すでにカメラ用の頑丈な三脚をお持ちならそれを使用する手もありますが、「カメラ用」として販売されている三脚の中には天体写真用途では若干固定力が甘いものもあり、新たに購入されるなら、強度的にもコスパ的にも天文系メーカーの三脚がオススメです。
筆者は主にK-ASTEC社のカーボン三脚PTP-C22を使用しています。こちらはパイプ径40mmで非常に堅牢で、SWAT-310とのマッチングは良好です。パイプ径40mmのカーボン三脚は他にもサイトロンジャパンやモアブルーなど各社から同クラスの製品が販売されています。実売価格は4.5万円〜6.5万円といったところです。
コスパを重視するなら、上画像左のビクセン「AP三脚(APP-TL130 直販価格税込19,980円)」がオススメです。剛性・重量的にはカーボン三脚より若干劣るものの、特に架頭部が堅牢でカメラ用三脚よりも良好です。

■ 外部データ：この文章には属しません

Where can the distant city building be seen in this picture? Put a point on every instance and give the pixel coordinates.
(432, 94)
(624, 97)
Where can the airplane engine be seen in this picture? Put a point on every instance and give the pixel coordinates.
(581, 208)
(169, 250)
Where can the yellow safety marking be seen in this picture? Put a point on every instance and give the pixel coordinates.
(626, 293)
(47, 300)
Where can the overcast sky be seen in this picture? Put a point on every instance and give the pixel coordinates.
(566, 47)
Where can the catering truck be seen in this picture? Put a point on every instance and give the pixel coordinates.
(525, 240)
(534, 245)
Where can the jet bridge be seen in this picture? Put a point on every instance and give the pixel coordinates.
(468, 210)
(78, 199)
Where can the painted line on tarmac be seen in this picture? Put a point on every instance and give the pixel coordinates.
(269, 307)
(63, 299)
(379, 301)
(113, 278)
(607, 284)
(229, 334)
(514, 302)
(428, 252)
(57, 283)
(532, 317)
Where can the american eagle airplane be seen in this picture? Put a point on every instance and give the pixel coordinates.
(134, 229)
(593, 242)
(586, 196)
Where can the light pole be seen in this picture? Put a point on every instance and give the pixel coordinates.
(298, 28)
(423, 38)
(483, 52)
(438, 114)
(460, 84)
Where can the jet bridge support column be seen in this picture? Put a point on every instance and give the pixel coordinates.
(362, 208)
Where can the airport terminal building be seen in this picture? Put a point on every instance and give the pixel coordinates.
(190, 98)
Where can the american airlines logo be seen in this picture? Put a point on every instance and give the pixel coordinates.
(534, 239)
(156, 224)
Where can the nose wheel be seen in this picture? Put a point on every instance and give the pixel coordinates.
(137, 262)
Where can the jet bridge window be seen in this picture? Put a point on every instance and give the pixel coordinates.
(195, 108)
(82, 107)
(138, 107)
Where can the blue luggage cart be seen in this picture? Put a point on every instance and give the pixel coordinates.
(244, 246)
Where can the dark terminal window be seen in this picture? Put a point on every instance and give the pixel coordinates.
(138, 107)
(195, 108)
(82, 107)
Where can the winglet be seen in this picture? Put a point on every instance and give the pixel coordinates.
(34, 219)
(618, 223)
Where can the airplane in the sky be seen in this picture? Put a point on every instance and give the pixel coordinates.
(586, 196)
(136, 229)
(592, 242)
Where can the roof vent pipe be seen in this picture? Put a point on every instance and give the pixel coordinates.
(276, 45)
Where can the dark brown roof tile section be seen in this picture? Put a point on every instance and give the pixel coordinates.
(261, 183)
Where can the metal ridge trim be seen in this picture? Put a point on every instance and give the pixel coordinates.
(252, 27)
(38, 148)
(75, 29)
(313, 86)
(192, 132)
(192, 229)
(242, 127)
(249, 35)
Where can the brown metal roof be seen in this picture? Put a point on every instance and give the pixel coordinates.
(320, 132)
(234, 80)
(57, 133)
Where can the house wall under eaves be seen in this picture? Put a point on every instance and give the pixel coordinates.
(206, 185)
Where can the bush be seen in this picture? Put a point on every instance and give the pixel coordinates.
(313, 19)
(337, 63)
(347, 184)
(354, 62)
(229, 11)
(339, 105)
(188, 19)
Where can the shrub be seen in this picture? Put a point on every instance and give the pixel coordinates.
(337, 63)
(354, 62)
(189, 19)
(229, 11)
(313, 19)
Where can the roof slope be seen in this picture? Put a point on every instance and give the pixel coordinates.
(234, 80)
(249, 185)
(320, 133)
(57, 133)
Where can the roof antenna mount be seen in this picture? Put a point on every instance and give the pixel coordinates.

AP三脚はそのままでは接続することができないのでアダプタが必要になります。上画像右はSWATのオプションパーツ「ビクセン三脚アダプタ」。中央のネジが3/8の太ネジなので強度的にも安心。薄型なので微動雲台と併用する場合に背が高くなりすぎないのもメリット。AP三脚やビクセンのSX系三脚など、45mm径仕様の三脚を使う場合はこちらがオススメです。
三脚アダプタはビクセンからも販売されています。こちらの「雲台アダプター(直販価格税込5,184円)」は、底部に45mm径・60mm径両対応の段差が刻まれていて、ツノつきの状態で三脚にM10ネジで固定することができます。
1/4インチネジが若干短めでやや心もとないのがちょっとマイナスポイントですが、旧規格のGP三脚でも使えるのがメリット。
上左はビクセンのカーボン・アルミハイブリッドの三脚「ASG-CB90」に搭載したところ。この三脚はAP三脚と比較して開き止めステーが強化され、細い方のパイプの内部がアルミで強化されています。この三脚はAXJ赤道儀でも推奨されているくらいなので非常に堅牢。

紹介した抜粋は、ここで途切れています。